13 Jun 2007
A scanning microscope is allowing researchers to image the modes inside a quantum cascade laser with nanometer resolution.
A near-field scanning optical microscope (NSOM) modified to operate in the mid-infrared is helping researchers to image the modes within a quantum cascade laser (QCL). The results could be used to optimize more sophisticated structures, such as photonic crystal QCLs. (Applied Physics Letters 90 201114).
The work was carried out by research groups led by Yannick De Wilde (at ESPCI, France) and Raffaele Colombelli (at IEF, France), in collaboration with Sheffield University, UK.
"We have shown how to map the evanescent field produced at the surface of a QCL that is operating," Colombelli told optics.org. "We are now able to directly access the spatial distribution of the modes inside the cavity."
Standard infrared microscopy cannot be used to image the evanescent field produced at the surface of an air-guided mid-IR QCL. In comparison, IR-NSOM reveals the evanescent field by using the tip of an atomic force microscope (AFM).
"The decay length of the electric field is of the order of 500 nm," explained De Wilde and Colombelli. "It is this field that we have imaged using the IR-NSOM. In a conventional IR microscope, diffraction limits the resolution to about 10 microns.
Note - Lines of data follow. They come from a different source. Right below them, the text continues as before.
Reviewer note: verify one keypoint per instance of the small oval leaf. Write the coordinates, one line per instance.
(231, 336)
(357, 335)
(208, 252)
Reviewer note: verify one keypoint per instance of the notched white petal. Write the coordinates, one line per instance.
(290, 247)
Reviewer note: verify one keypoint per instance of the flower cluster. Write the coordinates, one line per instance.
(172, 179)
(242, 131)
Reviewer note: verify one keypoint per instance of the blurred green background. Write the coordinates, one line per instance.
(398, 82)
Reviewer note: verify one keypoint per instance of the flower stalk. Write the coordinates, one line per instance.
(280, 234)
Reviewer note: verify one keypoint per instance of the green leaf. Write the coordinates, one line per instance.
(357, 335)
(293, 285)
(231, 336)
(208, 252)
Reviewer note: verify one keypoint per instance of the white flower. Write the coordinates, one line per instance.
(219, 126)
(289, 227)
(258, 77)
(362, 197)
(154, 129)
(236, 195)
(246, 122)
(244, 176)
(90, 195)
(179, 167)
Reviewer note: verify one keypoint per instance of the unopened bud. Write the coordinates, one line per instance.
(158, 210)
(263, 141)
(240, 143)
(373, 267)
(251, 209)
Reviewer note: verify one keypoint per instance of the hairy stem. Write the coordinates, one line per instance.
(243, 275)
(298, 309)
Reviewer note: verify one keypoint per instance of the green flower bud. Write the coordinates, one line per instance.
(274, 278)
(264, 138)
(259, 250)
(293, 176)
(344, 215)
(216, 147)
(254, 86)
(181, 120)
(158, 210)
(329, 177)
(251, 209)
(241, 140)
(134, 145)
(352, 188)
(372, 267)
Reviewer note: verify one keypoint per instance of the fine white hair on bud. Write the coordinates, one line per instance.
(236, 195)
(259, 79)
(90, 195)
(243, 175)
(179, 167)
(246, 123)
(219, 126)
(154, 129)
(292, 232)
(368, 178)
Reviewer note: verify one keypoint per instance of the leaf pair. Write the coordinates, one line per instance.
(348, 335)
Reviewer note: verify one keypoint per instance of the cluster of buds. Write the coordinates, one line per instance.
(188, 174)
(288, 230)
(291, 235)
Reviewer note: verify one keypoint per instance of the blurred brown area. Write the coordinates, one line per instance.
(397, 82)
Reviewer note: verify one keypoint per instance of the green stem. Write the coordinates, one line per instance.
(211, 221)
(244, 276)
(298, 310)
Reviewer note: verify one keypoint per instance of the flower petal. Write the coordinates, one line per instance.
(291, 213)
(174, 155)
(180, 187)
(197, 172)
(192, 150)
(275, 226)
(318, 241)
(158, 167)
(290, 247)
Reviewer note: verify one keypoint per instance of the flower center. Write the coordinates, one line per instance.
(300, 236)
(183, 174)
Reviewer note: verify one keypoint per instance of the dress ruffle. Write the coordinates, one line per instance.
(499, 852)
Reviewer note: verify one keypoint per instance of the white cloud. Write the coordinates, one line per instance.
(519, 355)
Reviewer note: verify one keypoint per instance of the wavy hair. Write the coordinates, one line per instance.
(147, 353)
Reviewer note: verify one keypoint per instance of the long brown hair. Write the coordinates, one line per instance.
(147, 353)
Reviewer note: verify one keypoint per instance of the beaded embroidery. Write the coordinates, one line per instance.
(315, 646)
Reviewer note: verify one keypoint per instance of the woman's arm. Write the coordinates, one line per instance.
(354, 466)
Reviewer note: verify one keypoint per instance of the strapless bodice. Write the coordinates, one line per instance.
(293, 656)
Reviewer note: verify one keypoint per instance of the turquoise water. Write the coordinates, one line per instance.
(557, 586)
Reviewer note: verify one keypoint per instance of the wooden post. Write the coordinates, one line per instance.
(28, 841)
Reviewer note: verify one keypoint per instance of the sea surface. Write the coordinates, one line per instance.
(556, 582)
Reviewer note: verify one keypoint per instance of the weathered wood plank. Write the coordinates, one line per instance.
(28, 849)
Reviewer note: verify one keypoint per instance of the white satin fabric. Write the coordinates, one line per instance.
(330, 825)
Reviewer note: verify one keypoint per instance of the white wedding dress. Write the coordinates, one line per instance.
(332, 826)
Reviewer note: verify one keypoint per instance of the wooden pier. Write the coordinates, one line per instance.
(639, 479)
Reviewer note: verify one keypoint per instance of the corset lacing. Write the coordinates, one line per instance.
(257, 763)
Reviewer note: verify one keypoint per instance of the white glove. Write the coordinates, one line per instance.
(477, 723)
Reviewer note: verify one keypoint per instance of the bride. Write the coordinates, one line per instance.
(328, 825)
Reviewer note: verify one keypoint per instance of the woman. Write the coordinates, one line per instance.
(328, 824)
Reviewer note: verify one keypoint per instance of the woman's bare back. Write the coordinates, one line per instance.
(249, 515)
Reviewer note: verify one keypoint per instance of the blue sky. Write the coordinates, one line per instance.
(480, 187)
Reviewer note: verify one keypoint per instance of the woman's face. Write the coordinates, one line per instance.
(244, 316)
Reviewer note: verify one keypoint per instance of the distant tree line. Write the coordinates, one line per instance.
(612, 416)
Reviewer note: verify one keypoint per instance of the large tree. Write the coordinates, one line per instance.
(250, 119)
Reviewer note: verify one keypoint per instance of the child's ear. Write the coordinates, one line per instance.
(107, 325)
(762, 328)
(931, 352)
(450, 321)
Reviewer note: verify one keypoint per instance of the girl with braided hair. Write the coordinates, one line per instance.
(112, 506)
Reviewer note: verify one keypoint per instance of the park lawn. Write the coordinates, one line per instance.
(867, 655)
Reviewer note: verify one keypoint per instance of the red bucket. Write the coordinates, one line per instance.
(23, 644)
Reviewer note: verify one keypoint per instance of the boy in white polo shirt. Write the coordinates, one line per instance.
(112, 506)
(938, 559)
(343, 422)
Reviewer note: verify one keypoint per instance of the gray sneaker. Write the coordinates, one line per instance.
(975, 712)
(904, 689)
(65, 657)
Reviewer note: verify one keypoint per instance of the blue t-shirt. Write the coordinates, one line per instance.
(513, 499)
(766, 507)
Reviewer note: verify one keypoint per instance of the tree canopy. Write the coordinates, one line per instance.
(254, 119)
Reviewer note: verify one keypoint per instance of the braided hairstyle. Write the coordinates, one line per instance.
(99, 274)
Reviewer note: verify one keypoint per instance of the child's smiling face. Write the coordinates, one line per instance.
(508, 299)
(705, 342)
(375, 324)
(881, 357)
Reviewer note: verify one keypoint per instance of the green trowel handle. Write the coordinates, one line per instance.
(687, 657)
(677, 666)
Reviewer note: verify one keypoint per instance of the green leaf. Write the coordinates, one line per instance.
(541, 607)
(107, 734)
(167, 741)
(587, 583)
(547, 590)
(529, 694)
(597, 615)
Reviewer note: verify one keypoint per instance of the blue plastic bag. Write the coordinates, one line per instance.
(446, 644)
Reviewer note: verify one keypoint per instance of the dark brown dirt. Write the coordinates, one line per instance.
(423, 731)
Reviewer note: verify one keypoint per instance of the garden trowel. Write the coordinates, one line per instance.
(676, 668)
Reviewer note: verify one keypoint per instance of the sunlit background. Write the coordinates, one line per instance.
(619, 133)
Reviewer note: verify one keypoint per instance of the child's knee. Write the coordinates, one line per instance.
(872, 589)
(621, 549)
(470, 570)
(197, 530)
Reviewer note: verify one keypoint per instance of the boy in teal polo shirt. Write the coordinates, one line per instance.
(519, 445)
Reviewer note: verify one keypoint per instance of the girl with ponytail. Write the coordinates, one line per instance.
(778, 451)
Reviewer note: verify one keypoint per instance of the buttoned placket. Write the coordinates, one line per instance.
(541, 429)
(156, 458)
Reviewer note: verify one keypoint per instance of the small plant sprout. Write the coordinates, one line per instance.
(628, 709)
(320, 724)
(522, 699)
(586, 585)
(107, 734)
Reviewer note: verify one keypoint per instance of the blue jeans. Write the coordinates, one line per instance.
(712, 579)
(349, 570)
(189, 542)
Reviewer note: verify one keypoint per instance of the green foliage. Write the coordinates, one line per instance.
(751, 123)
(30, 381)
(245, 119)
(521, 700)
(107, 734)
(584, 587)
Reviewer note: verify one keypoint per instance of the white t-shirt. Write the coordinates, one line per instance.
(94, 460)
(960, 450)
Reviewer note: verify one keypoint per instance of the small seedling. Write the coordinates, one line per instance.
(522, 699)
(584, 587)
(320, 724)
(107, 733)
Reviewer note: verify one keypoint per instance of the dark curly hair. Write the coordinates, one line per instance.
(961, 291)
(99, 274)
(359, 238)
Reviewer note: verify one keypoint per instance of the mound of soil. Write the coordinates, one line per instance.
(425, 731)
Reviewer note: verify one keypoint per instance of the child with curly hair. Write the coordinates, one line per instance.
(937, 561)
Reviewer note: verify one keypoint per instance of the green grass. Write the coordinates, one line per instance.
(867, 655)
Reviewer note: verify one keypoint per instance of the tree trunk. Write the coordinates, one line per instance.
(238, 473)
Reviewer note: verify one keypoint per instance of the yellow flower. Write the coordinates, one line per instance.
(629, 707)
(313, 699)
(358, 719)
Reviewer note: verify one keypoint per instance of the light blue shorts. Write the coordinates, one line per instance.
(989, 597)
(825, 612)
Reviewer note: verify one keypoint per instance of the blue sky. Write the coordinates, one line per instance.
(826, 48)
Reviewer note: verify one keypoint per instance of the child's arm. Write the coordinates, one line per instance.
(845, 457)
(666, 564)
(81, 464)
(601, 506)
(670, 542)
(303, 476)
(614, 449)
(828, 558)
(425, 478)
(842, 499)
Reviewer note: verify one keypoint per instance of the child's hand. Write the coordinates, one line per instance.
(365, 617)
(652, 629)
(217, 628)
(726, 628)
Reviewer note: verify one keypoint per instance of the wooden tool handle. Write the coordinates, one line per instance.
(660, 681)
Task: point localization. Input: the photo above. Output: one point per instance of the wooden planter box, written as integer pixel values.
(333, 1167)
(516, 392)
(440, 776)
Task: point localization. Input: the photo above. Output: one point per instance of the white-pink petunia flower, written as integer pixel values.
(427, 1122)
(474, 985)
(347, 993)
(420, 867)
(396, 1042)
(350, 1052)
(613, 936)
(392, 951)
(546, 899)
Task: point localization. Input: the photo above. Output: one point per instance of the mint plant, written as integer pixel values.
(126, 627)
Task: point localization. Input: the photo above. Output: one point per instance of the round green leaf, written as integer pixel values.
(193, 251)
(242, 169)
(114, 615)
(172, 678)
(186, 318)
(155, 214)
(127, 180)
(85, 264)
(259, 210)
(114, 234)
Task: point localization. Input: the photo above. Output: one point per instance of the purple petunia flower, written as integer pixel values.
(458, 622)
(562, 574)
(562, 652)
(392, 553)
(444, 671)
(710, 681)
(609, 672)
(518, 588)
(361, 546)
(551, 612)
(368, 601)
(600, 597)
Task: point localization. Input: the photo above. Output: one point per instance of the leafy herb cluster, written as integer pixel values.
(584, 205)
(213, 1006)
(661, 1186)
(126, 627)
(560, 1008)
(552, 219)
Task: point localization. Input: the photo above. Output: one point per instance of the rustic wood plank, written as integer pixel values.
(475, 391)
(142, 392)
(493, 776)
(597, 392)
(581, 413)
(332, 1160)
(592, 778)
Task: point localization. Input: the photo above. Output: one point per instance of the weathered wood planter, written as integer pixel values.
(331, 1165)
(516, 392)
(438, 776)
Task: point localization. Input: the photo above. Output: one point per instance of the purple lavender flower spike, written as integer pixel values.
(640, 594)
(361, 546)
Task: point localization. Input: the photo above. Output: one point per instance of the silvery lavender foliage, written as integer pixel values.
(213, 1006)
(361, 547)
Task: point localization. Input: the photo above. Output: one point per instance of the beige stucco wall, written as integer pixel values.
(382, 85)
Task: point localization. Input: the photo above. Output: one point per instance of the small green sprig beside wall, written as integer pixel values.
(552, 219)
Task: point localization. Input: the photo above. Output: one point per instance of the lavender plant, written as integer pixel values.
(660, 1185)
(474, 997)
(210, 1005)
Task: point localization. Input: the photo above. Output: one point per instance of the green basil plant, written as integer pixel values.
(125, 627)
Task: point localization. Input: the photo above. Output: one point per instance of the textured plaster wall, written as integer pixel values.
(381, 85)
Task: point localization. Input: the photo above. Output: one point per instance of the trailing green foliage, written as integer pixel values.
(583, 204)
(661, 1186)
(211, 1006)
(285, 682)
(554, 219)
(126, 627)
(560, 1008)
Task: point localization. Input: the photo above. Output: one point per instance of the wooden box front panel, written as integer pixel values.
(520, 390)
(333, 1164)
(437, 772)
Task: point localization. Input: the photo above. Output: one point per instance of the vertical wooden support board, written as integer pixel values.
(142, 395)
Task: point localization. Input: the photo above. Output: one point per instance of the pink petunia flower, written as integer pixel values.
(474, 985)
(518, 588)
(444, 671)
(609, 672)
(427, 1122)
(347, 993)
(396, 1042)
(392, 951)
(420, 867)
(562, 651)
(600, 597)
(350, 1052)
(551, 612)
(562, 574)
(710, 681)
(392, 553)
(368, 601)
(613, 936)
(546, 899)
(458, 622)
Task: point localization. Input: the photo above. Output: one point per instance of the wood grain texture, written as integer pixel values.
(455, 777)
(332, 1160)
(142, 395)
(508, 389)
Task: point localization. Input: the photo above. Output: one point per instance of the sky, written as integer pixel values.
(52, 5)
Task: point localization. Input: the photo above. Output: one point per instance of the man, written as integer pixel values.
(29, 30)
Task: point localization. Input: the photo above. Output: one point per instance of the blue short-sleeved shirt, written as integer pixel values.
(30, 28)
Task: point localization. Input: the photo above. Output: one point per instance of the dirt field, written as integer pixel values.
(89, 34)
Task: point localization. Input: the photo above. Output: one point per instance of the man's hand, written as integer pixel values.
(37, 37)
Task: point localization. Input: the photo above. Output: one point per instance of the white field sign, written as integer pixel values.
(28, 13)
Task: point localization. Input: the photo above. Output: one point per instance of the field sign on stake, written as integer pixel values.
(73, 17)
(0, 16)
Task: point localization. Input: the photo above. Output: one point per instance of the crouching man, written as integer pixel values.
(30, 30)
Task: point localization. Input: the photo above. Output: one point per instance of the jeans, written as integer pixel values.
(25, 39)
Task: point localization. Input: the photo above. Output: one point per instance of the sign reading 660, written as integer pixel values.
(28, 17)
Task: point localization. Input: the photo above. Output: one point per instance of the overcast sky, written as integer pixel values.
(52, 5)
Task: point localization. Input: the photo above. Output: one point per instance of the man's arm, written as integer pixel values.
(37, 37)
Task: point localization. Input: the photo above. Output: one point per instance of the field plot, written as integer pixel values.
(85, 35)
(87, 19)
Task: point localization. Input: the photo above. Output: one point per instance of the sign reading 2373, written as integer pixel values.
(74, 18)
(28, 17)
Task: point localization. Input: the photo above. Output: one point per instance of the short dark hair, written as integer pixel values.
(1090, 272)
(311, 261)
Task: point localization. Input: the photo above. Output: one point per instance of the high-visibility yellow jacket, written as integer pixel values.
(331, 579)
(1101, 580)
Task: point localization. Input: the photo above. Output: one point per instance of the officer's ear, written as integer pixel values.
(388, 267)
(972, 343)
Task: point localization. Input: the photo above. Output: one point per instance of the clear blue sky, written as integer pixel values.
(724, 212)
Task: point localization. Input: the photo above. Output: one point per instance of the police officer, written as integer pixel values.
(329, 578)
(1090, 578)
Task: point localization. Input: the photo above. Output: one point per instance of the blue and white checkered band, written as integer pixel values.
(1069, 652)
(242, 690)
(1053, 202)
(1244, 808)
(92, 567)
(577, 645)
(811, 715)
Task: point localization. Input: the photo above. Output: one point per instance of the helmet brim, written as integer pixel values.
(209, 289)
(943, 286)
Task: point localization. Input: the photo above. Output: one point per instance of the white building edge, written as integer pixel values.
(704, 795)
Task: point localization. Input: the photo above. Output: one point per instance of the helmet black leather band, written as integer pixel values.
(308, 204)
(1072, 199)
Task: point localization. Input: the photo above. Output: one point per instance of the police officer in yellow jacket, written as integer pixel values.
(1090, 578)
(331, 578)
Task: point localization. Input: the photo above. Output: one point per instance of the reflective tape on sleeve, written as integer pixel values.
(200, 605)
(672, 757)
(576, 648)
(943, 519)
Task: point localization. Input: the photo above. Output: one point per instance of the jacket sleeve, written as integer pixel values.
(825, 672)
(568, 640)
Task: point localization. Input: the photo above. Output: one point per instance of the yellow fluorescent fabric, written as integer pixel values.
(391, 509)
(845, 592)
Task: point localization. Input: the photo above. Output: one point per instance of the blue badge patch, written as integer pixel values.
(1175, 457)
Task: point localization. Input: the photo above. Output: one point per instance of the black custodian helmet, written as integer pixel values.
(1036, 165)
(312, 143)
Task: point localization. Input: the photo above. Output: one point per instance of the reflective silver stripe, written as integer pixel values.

IR-NSOM achieves a resolution of the order of 50 nm."
The AFM tip in the IR-NSOM acts as a local scatterer. The evanescent field at the tip is converted into a propagating wave that is collected and focused onto a detector using standard optical components. The resulting signal at the detector is proportional to the intensity of the evanescent field at the tip location on the surface.
"The resolution of the image depends on the size of the tip - which is roughly 50 nm," said De Wilde. "In our case, a 20x20 micron image takes 15 minutes to record."
The team is now planning to use QCLs to electrically generate long-wavelength surface plasmons. "We will nano- or micro-structure the surface of the QCL in order to transfer surface plasmons from the semiconductor-metal interface to the top metal-air interface," concluded Colombelli. "These measurements will allow us to validate the principle of surface-plasmon generation with QCLs."